COVID-19 crisis inspires global tightening of Foreign Investment Screening



Global Publication June 30, 2021

Under the Italian foreign investment regime (set forth in Law Decree No. 21 of 15 March 2012, as amended, and in several implementing measures), the Italian government has the power to impose conditions on, or even veto, investments by foreign persons in Italian companies and assets in strategic sectors when such investment may jeopardize the national security or other public interests (often referred to as “golden power”). In addition, certain actions by companies in strategic sectors require notification before they can be implemented.

In the wake of the first wave of the COVID-19 outbreak, through the so-called “Liquidity Decree” (Law Decree No. 23 of 8 April 2020) Italy adopted measures broadening the government’s powers to restrict investments by foreign entities in certain strategic sectors.

Before the adoption of the Liquidity Decree, the list of strategic sectors included defense and national security, energy, transport and communication, 5G technologies and other high-tech activities.

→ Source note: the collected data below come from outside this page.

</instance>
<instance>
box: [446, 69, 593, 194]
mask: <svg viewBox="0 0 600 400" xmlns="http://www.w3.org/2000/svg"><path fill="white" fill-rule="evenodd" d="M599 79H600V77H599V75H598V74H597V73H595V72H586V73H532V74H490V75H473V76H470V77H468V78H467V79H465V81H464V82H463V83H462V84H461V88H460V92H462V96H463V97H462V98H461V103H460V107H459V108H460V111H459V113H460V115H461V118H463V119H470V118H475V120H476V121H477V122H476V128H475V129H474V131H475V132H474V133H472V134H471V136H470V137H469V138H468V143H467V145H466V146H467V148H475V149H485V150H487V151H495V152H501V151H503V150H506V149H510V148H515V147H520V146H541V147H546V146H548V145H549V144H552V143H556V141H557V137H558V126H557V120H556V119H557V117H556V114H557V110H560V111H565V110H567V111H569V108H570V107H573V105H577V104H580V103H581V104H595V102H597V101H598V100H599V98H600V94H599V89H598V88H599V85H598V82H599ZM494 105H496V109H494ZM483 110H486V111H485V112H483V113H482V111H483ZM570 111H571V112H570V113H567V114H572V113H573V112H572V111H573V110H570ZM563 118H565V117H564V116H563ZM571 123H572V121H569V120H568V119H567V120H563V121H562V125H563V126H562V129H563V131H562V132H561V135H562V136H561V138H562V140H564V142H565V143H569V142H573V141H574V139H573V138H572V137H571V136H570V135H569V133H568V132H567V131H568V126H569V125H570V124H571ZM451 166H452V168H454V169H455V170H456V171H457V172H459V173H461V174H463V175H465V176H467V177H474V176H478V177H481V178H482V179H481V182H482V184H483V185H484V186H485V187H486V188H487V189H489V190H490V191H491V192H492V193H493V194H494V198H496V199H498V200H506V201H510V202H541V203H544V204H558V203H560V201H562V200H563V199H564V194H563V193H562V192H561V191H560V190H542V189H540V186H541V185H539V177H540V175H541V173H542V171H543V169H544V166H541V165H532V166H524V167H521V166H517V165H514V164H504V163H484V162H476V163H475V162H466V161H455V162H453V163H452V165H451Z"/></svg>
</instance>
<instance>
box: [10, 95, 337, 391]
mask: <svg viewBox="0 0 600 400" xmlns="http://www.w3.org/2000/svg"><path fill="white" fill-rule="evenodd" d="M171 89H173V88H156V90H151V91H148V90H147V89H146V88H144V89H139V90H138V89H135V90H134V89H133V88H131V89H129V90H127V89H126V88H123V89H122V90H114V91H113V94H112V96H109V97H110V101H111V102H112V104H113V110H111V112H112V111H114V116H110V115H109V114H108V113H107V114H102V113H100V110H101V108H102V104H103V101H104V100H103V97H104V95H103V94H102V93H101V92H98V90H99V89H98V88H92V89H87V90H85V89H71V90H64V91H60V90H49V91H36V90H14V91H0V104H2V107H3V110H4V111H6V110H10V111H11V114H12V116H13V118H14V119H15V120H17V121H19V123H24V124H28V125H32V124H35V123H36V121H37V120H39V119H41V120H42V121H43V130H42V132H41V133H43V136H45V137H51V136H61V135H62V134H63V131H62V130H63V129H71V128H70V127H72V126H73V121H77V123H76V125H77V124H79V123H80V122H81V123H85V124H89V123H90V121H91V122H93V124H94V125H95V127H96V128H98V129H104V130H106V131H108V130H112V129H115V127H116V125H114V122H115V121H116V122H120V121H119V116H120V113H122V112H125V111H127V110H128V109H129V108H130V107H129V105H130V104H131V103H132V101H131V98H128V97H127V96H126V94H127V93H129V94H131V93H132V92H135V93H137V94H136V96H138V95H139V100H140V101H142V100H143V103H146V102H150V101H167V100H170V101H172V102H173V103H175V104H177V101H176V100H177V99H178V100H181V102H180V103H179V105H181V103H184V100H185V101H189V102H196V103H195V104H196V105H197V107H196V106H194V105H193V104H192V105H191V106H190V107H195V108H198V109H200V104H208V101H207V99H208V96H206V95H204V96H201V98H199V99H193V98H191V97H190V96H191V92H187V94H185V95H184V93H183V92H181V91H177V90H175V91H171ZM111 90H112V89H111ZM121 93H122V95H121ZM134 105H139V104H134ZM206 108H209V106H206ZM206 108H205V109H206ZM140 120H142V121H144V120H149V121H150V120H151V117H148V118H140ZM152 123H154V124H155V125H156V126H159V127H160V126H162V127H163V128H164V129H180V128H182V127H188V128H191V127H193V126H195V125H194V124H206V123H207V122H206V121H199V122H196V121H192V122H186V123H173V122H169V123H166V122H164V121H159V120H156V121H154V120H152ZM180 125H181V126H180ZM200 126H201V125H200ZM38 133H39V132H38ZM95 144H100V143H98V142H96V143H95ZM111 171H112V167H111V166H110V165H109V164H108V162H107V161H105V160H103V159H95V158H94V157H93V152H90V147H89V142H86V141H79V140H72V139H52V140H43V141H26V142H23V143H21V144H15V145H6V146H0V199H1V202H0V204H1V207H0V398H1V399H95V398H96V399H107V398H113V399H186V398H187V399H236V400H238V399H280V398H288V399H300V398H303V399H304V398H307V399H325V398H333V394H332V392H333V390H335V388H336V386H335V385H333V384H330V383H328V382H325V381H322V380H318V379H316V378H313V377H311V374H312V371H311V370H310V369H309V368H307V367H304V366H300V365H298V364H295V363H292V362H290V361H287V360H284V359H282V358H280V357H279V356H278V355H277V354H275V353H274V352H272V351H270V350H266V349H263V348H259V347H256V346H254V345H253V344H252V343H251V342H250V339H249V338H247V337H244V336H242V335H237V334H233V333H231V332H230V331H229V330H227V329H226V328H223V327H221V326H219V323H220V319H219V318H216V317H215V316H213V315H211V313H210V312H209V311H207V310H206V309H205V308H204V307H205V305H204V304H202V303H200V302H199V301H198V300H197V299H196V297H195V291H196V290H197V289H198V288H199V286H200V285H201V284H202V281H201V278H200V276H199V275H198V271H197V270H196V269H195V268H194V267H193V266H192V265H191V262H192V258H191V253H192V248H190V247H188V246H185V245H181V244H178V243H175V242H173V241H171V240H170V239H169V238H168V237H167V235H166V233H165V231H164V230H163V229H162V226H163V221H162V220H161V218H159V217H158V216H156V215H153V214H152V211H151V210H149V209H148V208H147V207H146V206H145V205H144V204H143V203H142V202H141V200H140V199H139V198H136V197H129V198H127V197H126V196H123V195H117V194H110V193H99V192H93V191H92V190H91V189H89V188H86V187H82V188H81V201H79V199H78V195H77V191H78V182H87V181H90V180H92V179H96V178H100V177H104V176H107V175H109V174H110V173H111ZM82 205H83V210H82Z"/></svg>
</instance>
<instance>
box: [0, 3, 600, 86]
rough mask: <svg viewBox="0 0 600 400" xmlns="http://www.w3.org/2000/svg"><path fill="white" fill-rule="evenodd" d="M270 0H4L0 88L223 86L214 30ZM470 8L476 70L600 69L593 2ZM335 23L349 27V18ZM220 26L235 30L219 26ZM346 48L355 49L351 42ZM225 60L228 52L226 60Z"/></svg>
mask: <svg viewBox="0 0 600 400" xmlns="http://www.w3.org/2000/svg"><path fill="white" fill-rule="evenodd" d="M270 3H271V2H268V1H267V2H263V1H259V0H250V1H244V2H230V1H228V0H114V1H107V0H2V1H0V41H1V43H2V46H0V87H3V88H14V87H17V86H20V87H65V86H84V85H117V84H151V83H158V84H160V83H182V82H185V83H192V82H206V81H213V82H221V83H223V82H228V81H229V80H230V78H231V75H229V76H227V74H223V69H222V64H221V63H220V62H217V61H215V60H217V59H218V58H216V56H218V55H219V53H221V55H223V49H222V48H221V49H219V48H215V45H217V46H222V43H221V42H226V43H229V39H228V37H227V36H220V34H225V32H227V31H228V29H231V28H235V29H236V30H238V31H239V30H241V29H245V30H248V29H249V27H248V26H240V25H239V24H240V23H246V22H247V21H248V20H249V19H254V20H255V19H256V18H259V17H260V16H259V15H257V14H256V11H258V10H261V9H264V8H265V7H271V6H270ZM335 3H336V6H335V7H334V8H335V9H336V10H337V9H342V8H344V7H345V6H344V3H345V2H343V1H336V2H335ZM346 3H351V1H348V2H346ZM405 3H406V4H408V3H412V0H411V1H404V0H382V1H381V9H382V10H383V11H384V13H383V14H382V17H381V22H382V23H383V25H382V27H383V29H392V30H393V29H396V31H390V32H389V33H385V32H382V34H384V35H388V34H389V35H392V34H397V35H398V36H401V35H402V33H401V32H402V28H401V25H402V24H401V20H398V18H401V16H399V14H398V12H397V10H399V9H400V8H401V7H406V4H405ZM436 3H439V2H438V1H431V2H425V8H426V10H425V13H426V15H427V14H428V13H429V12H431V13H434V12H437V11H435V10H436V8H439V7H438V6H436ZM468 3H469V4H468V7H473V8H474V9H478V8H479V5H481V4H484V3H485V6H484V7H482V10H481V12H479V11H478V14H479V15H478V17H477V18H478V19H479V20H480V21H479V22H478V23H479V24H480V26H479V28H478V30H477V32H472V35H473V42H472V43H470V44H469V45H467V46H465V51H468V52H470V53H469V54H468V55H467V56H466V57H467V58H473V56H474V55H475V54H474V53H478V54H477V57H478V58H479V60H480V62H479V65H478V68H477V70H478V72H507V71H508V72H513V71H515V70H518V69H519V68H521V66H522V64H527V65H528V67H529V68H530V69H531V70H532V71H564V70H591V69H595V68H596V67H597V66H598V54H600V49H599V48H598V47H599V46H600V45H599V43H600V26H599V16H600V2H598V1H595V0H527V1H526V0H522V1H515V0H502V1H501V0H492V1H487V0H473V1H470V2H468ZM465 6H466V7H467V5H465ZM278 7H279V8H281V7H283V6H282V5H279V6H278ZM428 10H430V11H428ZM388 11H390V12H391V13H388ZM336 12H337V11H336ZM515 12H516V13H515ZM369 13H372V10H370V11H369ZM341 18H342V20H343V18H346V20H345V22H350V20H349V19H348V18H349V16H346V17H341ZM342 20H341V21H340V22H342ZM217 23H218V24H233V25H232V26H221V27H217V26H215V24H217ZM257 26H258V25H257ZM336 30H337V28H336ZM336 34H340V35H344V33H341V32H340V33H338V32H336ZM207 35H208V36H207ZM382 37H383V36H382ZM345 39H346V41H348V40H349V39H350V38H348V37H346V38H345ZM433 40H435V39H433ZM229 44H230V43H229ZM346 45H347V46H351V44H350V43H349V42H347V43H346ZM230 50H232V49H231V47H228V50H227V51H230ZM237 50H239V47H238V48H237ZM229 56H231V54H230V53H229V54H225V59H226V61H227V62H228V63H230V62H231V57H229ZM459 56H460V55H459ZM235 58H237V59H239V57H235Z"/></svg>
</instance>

The Liquidity Decree extended the regime to new areas, including the financial, credit and insurance sectors and the categories listed in Article 4 Paragraph 1 of the EU FDI Screening Regulation (Regulation 2019/452) (as specified in the Decree of the President of the Council of Ministers No. 179 of 18 December 2020).

The Liquidity Decree further expanded the government’s powers by:

  • Enabling the government to review transactions on its own initiative if the parties fail to notify the transaction.
  • Until June 30, 2021, extending the scope of transactions subject to government scrutiny to: (i) any acquisition by EU entities of controlling interests in any strategic sector (screening of acquisitions by EU entities was previously limited to the defense and national security sectors) and (ii) with respect to any strategic sector, acquisitions by non-EU entities of voting rights in excess of certain thresholds (10 per cent, 15 per cent, 20 per cent, 25 per cent and 50 per cent) with a value in excess of €1 million.

Moreover, in order to detect potential takeovers of Italian-listed companies, Consob (the Italian securities commission) temporarily lowered (i) the minimum threshold triggering the obligation to disclose significant shareholdings to 1 per cent and 3 per cent for certain large issuers and SMEs, respectively, and (ii) the minimum threshold triggering the obligation to disclose the objectives that an investor intends to pursue to 5 per cent. Both measures – as renewed – apply until April 13, 2021 and in respect of holdings in companies included in a list of 103 Italian listed issuers in various industries in which no shareholder owns a majority of the share capital and that are therefore exposed to hostile takeovers.